Die SPÖ habe Unterlagen, aus denen sich zweifelsfrei ergebe, dass das Finanzministerium bei der Legistik der Covid-19-Gesetze federführend beteiligt war. Auch das Bundeskanzleramt mit dem Verfassungsdienst war laut Leichtfried damit befasst. Der SPÖ-Politiker begrüßte Anschobers Ankündigung. Mit der Reparatur unklarer gesetzlicher Bestimmungen könne man bereits in der Nationalratssitzung kommende Woche beginnen. „So braucht es dringend Klarheit bei den Mieten und grundsätzlich bei den Entschädigungen nach dem Epidemiegesetz“, sagte Leichtfried.

Haimbuchner kritisiert „schlampige“ Gesetze

Kritik kam auch von Manfred Haimbuchner (FPÖ), dem stellvertretenden Landeshauptmann von Oberösterreich. Haimbuchner bezeichnete die von der Bundesregierung beschlossenen Gesetze der vergangenen Wochen als „zunehmend undurchdacht und schlampig“. So gebe es etwa für budgetierte und zugesagte Bauprojekte keine Rechtssicherheit – mehr dazu in ooe.ORF.at.

Sobotka: CoV-Gesetz mit „Ablaufdatum“

Nationalratspräsident Wolfgang Sobotka verwies dagegen auf die begrenzte Dauer der CoV-Regelungen. „Alle Gesetze, die jetzt beschlossen wurden, haben ein Ablaufdatum“, sagte er am Sonntag in der ORF-„Pressestunde“. Wenn es die Notwendigkeit gebe, etwas an den Verordnungen zu ändern, bestehe im Parlament die Möglichkeit dazu, betonte Sobotka, die CoV-Gesetze würden aber alle wieder von selbst außer Kraft treten.

NR-Präsident Sobotka zur Debatte über die CoV-Gesetze

Nach der Krise sollen alle Grundrechte wieder in vollem Umfang eingesetzt werden, versprach Sobotka. Eine Schnellprüfung des Verfassungsgerichtshofs will er nicht vorantreiben. „Der Verfassungsgericht entscheidet selbst, welche Urteile schneller gefällt werden müssen“, sagte er dazu. Zudem verteidigte Sobotka das Durchpeitschen der Gesetzespakete im Nationalrat: „Wer schnell hilft, hilft doppelt“, so Sobotka.

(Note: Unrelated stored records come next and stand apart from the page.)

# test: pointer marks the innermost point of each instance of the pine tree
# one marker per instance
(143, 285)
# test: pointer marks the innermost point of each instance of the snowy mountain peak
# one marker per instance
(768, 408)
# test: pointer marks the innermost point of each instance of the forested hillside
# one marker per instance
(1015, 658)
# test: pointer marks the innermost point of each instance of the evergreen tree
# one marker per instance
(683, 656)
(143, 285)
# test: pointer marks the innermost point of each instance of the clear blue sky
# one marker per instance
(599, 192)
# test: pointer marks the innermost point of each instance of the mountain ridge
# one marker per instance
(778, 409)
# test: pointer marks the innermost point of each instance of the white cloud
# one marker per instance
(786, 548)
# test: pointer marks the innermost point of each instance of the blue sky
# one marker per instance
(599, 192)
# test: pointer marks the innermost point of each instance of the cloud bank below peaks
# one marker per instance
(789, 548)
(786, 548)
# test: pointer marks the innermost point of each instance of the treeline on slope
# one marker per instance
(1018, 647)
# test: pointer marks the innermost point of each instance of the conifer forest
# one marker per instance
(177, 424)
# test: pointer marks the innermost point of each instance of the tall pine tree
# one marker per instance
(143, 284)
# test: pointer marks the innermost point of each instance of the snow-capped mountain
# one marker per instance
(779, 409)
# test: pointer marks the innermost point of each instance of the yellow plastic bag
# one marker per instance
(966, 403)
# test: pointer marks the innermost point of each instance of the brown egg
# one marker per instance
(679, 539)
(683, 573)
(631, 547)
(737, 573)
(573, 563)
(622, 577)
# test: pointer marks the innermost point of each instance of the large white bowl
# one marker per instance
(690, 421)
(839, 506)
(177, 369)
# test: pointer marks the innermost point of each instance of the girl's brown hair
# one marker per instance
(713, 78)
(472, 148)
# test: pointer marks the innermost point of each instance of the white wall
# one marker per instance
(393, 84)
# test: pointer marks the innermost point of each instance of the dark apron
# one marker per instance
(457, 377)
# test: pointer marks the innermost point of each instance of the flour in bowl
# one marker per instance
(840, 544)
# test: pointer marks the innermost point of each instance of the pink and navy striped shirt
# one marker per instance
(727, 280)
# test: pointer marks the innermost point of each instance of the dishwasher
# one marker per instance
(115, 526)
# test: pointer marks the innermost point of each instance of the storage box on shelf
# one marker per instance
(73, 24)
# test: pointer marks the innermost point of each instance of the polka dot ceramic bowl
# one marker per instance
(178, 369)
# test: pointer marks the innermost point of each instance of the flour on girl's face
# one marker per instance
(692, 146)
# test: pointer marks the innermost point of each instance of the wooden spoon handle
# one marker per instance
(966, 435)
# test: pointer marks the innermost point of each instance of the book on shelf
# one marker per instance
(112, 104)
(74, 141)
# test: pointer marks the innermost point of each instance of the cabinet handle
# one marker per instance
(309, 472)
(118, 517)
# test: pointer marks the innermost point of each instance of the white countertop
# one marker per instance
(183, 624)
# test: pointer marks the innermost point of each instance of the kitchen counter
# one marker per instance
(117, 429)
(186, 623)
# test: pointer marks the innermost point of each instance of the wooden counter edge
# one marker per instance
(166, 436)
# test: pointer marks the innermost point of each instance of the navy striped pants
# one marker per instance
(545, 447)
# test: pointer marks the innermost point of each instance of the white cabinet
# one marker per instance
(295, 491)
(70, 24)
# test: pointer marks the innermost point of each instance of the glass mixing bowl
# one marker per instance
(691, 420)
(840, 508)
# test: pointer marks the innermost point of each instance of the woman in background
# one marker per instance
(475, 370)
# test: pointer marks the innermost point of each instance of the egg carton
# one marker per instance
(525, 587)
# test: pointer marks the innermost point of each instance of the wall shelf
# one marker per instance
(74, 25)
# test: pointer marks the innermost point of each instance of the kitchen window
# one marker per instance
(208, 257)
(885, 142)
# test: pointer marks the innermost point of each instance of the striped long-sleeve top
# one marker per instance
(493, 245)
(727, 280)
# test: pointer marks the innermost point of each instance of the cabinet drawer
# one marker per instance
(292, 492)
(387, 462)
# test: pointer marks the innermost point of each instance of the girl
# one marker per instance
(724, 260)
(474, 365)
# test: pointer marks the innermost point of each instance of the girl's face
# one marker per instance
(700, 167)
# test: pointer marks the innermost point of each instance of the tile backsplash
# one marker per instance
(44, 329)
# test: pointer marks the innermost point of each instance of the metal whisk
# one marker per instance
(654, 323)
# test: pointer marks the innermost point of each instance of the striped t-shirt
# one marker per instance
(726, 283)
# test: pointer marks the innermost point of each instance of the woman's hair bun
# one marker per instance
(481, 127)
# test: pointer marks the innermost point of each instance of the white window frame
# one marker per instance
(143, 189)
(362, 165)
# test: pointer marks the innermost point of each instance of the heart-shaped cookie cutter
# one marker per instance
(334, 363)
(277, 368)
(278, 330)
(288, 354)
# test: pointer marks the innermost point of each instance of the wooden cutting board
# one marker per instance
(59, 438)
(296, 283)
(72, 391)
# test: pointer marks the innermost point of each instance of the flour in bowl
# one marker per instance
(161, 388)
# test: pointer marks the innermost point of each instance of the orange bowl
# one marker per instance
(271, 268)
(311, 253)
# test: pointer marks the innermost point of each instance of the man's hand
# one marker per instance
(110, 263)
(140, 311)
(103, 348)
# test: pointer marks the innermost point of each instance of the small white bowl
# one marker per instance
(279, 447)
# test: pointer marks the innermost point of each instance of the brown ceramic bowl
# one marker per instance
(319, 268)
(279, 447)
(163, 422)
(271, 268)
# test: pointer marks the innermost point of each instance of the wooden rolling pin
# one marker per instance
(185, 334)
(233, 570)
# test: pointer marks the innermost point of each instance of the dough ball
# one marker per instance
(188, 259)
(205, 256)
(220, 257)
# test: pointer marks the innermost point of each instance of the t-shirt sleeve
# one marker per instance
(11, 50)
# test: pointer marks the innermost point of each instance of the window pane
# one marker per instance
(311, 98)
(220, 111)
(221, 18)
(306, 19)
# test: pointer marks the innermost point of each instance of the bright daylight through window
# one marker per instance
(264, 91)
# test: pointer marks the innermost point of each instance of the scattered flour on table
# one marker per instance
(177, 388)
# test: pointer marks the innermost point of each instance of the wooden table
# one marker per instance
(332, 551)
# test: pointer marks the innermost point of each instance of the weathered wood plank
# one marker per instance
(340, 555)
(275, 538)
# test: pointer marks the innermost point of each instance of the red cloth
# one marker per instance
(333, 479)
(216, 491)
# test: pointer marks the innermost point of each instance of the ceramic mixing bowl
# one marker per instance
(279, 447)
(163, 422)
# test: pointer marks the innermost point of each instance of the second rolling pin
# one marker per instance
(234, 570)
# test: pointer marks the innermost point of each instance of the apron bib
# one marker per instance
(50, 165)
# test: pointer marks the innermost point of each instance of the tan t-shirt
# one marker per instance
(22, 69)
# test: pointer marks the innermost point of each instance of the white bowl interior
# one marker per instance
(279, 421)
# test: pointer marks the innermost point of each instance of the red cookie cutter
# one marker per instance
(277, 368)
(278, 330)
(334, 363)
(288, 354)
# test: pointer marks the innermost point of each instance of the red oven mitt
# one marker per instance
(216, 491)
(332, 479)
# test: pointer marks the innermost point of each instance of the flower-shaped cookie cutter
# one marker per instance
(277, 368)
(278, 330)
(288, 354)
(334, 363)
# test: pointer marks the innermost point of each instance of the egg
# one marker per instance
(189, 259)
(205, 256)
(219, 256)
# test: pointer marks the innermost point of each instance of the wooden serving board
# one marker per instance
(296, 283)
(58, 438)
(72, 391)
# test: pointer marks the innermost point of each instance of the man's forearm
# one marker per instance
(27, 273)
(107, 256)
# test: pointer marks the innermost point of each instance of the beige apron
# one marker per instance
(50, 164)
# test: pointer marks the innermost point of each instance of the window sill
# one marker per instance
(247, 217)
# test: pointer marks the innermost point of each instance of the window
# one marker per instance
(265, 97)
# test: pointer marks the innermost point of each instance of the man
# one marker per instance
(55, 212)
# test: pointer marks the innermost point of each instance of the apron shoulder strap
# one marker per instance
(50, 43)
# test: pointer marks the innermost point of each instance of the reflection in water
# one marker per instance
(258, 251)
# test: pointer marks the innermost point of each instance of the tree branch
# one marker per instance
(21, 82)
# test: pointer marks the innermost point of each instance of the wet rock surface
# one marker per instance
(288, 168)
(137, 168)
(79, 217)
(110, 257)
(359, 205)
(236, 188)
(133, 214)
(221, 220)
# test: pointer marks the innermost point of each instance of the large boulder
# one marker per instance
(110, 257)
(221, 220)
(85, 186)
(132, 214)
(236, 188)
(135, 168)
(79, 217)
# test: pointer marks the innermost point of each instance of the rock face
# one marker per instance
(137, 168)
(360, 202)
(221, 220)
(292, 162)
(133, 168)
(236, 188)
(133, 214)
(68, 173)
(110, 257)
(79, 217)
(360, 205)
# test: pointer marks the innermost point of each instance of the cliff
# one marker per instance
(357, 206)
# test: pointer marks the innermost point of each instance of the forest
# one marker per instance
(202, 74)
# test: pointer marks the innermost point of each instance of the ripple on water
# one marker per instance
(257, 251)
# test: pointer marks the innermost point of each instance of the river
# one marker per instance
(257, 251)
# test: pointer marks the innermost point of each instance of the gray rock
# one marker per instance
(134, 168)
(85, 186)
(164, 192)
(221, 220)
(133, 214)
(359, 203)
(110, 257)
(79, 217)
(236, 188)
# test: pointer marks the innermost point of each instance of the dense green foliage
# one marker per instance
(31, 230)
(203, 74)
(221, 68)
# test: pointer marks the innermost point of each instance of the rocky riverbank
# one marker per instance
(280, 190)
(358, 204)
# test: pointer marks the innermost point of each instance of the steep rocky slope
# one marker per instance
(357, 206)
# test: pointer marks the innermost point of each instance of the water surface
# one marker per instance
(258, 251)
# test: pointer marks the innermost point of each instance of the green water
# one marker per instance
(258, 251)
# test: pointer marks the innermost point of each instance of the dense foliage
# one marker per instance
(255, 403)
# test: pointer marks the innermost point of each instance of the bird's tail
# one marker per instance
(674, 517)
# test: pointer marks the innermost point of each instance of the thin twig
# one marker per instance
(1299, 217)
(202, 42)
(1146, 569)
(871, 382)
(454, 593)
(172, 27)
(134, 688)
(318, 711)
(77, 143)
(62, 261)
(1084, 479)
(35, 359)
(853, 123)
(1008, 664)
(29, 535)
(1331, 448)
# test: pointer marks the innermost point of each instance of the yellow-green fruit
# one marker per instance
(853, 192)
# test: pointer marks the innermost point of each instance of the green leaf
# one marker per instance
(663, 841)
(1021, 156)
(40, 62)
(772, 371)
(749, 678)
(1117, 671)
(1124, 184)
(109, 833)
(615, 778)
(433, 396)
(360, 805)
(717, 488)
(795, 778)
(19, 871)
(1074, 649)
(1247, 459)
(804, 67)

Mit einem normalen Prozedere sei man bei einer Beschlussfassung im Juni gewesen, erklärte er und lobte die enge Zusammenarbeit zwischen Regierung, Parlament und Bundespräsident.

Kritik an Sobotkas Aussagen kam von FPÖ-Klubobmann Herbert Kickl. „Jetzt erweckt Wolfgang Sobotka den Anschein, dass die Opposition eingebunden wird und ihre Vorschläge gehört werden. Dabei war er gemeinsam mit ÖVP-Klubobmann (August) Wöginger und der grünen Klubobfrau Sigi Maurer Scharfmacher an der Spitze der Regierungsfraktionen, die über die Opposition drübergefahren sind und sämtliche Vorschläge abgelehnt haben. Sobotka ist wirklich ein klassisches Beispiel für den Wolf im Schafspelz“, sagte Kickl.